Reputation: 2997
In Python I have a group of lists that track information about some users:
user_id = [1,2,3,4,5]
user_name = ['bob', 'alice', 'jerry', 'lisa', 'tom']
user_email = ['[email protected]', '[email protected]', '[email protected]', '[email protected]', '[email protected]']
...
where the i'th element in each list correspond to each other.
I want to get user info "x" given info "y". In most cases I'd use a dictionary for this for the constant lookup time, but I don't want to build and maintain dozens of dictionaries.

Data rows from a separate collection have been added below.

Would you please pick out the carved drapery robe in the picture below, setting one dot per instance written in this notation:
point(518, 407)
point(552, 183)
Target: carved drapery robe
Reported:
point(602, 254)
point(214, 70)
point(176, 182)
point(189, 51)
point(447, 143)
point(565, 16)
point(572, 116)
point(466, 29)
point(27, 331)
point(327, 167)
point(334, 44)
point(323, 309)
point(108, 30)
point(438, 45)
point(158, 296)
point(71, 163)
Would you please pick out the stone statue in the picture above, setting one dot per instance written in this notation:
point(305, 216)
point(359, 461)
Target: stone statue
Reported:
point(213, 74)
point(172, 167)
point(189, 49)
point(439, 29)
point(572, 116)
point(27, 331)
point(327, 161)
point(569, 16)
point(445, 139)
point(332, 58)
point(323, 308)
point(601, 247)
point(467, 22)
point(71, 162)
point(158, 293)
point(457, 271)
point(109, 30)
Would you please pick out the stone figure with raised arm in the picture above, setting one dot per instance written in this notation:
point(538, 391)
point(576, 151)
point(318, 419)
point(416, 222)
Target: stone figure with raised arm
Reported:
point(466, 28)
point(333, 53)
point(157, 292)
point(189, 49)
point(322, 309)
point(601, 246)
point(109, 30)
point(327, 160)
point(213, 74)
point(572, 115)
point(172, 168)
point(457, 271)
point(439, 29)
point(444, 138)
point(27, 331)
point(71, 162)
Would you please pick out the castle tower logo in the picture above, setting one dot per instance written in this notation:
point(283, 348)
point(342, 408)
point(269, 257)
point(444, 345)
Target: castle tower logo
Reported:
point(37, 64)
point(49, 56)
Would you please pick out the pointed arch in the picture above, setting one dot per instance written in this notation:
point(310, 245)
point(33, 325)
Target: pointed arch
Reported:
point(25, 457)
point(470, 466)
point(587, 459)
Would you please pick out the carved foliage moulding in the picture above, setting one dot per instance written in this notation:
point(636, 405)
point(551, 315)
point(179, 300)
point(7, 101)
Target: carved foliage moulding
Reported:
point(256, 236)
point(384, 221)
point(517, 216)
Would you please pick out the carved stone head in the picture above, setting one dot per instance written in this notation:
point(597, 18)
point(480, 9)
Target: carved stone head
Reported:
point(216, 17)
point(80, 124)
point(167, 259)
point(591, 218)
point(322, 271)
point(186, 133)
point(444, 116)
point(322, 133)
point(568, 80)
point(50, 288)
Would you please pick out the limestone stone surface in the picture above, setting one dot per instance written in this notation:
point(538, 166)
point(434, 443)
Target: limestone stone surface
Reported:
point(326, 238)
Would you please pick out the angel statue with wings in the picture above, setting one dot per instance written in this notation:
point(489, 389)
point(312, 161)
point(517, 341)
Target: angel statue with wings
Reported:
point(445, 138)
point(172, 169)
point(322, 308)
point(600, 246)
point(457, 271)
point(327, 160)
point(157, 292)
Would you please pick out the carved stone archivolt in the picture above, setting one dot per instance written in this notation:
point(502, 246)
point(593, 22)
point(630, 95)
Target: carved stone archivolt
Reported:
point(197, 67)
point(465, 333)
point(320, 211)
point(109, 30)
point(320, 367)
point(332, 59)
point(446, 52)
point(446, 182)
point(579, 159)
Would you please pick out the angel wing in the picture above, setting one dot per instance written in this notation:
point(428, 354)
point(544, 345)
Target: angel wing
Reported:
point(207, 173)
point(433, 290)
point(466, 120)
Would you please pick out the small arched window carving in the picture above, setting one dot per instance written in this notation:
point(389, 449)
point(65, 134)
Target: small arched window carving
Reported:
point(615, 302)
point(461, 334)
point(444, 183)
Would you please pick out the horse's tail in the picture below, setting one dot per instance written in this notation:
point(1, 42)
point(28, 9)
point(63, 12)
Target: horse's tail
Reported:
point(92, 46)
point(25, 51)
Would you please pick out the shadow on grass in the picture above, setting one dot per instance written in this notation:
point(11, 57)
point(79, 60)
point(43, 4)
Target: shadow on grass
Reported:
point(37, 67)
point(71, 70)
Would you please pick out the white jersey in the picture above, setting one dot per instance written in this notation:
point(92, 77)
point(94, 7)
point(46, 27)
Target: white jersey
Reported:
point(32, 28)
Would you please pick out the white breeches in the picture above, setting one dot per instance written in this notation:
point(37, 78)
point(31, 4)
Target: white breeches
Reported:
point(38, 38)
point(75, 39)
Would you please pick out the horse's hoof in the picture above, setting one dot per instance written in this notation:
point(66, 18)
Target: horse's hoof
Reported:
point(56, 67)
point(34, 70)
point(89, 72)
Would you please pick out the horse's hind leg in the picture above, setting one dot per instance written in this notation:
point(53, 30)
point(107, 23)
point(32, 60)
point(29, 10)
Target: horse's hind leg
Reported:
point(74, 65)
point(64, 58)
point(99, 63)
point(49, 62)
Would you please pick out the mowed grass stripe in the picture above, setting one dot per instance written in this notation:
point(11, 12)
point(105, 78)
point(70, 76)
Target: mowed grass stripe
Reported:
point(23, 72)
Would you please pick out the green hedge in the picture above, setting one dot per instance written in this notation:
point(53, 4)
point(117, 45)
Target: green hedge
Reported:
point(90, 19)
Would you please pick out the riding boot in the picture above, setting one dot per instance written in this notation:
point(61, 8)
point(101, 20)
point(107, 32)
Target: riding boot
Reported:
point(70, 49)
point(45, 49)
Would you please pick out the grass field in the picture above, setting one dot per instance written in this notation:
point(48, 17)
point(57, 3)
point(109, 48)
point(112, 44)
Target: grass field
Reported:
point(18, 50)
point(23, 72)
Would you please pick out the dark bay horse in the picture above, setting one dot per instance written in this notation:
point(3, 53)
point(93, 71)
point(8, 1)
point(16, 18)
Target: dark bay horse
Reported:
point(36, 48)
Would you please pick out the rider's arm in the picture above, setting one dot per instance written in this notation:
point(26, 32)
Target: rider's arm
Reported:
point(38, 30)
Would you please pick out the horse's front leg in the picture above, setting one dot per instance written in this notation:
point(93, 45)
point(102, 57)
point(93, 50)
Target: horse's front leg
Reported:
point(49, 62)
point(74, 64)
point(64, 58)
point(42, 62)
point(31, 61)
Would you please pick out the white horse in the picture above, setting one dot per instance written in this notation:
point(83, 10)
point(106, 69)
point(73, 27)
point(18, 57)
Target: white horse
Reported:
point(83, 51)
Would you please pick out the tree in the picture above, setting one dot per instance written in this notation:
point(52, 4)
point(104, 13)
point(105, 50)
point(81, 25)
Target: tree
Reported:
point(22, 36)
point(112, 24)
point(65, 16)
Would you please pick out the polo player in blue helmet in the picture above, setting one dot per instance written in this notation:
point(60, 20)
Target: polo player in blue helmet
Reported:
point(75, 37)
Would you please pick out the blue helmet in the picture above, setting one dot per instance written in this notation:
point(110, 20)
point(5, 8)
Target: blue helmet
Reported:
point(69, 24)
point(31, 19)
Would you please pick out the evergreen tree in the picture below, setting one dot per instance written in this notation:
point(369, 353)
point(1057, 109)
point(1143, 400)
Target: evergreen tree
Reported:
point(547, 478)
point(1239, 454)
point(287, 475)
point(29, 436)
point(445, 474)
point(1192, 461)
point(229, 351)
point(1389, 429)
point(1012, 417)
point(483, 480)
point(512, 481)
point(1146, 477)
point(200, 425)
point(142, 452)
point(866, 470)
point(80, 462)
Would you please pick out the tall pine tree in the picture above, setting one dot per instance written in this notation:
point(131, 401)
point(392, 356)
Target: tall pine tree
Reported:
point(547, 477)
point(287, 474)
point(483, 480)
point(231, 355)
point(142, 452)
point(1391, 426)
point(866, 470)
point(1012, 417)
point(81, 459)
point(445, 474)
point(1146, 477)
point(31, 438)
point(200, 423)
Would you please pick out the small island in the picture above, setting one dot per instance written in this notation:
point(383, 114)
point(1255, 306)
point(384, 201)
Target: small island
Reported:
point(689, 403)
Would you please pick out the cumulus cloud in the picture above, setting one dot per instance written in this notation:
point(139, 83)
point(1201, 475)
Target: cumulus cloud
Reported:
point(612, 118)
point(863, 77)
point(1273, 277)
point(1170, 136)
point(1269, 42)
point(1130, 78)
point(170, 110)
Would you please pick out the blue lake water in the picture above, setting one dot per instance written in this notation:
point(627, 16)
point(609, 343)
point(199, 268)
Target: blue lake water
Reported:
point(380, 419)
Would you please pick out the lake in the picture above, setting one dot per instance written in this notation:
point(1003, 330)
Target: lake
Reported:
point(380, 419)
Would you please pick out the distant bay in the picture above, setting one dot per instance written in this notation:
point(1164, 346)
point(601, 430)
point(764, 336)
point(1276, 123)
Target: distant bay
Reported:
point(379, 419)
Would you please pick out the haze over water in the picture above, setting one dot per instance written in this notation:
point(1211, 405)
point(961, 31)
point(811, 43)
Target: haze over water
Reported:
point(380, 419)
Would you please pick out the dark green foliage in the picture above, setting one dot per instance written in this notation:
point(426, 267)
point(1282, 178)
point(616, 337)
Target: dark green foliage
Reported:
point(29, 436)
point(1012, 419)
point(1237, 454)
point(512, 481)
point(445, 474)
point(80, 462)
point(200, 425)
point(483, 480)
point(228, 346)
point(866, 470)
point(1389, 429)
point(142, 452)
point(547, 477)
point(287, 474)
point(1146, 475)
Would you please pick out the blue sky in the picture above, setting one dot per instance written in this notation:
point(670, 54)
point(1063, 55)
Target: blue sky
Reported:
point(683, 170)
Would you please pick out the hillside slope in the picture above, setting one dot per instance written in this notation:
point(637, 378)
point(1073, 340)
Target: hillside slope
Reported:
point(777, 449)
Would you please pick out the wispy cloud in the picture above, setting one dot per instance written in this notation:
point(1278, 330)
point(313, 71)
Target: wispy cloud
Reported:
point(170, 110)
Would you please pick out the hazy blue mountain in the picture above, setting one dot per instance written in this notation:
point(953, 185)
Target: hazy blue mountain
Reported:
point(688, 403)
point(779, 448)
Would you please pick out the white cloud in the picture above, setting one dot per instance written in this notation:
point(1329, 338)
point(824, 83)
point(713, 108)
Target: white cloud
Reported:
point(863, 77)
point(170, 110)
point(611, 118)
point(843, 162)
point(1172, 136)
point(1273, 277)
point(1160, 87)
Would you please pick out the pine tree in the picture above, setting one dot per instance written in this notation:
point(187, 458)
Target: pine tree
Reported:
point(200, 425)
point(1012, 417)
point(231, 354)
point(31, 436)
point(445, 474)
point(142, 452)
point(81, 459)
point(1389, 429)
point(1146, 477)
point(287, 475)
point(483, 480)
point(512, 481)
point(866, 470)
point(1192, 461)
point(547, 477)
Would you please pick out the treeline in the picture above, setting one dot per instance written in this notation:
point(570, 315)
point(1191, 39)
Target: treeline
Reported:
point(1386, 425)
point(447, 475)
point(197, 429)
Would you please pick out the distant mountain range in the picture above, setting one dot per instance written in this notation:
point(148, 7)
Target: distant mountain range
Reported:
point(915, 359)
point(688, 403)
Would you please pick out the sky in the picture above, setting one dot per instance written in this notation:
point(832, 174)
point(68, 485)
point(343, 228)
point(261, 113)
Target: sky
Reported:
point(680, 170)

If I maintain a dictionary for every pair of lists shown above I'd have
name:email
email:name
name:id
id:name
email:id
id:email
which already starts getting unmanageable - and grows very quickly with the number of attributes.
I could have everything map to user_id, and then have only 2n dictionaries, but happy to learn of a more appropriate data structure for this use case.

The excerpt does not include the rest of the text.